Alterations of normal gene expression patterns are a hallmark of human cancers. It is now clear that the dysregulation of epigenetic modifications of the DNA and surrounding histones contributes to aberrant gene silencing, thus being major participants not only in the progression but also the initiation of the disease phenotype. The best-studied epigenetic modification is DNA methylation, which converts cytosine to 5-methylcytosine. Aberrant hypermethylation of the promoter is frequently observed in cancer and is generally associated with gene silencing. Currently, accurate and reproducible quantification of DNA methylation remains challenging. Here, we describe Bio-COBRA, a modified protocol for Combined Bisulfite Restriction Analysis (COBRA), that incorporates an electrophoresis step in microfluidics chips. Microfluidics technology involves the handling of small amounts of liquid in miniaturized systems. In the life sciences, microfluidics usually entails the scaling down of at least one application, such as electrophoresis, to chip format, which often results in increased efficiency and reliability. Bio-COBRA provides a platform for the rapid and quantitative assessment of DNA methylation patterns in large sample sets. Its sensitivity and reproducibility also makes it a tool for the analysis of DNA methylation in clinical samples. The Bio-COBRA assay can be performed on 12 samples in less than 1 h. If the protocol is started at the DNA isolation step, however, approximately 48 h would be required to complete the entire procedure.

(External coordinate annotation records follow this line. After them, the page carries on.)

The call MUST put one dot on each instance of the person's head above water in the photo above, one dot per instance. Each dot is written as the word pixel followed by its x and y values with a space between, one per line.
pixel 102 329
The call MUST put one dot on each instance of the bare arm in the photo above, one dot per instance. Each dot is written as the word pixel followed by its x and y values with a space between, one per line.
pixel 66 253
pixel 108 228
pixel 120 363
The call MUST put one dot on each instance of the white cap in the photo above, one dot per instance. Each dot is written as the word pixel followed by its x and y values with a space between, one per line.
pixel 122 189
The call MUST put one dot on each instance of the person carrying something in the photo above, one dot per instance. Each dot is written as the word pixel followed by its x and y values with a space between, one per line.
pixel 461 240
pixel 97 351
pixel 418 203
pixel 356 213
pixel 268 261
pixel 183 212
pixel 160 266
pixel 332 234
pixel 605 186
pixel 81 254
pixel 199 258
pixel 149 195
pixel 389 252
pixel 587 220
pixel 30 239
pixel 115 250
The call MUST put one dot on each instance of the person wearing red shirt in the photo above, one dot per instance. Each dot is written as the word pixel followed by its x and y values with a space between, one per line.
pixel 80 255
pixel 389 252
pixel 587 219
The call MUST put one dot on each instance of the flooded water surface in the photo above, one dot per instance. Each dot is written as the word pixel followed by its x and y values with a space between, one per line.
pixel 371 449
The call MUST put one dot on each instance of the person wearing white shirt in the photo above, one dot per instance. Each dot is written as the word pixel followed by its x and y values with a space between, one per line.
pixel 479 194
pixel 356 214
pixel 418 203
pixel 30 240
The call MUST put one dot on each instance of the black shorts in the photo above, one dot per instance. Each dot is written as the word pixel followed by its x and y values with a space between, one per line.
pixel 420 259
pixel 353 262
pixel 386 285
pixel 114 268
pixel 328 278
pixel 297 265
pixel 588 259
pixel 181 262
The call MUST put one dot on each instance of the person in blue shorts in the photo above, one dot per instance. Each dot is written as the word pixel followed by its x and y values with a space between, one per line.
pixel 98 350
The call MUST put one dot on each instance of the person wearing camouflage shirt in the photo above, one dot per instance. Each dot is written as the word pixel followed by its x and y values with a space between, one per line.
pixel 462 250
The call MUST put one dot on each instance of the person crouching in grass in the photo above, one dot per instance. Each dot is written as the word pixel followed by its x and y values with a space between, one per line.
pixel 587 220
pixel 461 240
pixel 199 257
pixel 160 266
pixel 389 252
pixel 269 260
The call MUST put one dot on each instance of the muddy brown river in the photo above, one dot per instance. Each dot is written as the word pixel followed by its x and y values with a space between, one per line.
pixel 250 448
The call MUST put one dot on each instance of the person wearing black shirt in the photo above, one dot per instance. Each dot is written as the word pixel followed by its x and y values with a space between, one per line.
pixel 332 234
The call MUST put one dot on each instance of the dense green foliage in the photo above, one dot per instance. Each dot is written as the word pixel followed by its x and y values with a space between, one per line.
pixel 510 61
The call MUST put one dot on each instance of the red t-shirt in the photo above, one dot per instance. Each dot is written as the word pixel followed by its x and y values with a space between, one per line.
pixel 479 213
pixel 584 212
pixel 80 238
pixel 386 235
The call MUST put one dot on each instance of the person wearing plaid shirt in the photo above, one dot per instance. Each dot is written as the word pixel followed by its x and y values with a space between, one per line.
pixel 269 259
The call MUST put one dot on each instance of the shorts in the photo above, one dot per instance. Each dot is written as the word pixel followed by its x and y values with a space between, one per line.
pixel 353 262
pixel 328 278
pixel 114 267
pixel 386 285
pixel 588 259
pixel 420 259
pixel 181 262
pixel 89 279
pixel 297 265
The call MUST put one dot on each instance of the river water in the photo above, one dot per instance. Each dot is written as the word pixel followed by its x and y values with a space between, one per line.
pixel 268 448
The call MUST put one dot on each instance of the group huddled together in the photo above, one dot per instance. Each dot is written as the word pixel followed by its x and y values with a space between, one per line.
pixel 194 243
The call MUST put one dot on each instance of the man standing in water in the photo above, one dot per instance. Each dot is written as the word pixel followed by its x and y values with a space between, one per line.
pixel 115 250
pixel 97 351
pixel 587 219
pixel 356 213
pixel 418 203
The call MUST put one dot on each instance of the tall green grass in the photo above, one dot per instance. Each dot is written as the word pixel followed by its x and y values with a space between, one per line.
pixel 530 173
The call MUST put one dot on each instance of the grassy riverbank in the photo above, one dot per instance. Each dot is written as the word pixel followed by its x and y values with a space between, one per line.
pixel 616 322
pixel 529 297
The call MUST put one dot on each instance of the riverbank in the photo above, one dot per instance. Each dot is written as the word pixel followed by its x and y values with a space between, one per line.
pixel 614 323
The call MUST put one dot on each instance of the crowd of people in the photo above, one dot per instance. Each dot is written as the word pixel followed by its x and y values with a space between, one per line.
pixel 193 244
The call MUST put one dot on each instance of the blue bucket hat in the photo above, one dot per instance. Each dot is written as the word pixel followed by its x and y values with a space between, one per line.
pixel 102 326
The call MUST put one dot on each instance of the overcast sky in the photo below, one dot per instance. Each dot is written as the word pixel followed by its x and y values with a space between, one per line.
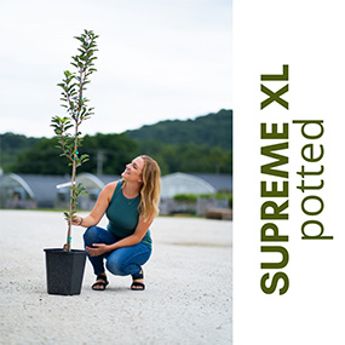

A comprehensive search for DNA amplification in lung cancer identifies inhibitors of apoptosis cIAP1 and cIAP2 as candidate oncogenes.

Amplification of oncogenes is an important mechanism that can cause gene overexpression and contributes to tumor development. The identification of amplified regions might have both prognostic and therapeutic significance. We used primary lung carcinomas and lung cancer cell lines for restriction landmark genomic scanning (RLGS) to identify novel amplified sequences. Enhanced RLGS fragments that indicate gene amplification were observed in primary tumors and lung cancer cell lines of both non-small cell lung cancer and small cell lung cancer. We identified one novel amplicon on chromosome 11q22, in addition to previously reported amplicons that include oncogenes MYCC, MYCL1 and previously identified amplification of chromosomal regions 6q21 and 3q26-27. Amplification of 11q22 has been reported in other types of cancer and was refined to an approximately 1.19 Mbp region for which the complete sequence is available. Based on a patient sample with a small region of low-level amplification we were able to further narrow this region to 0.92 Mbp. Genes localized in this region include two inhibitors of apoptosis (cIAP1 and cIAP2). Immunohistochemistry and western blot analysis identified cIAP1 and cIAP2 as potential oncogenes in this region as both are overexpressed in multiple lung cancers with or without higher copy numbers.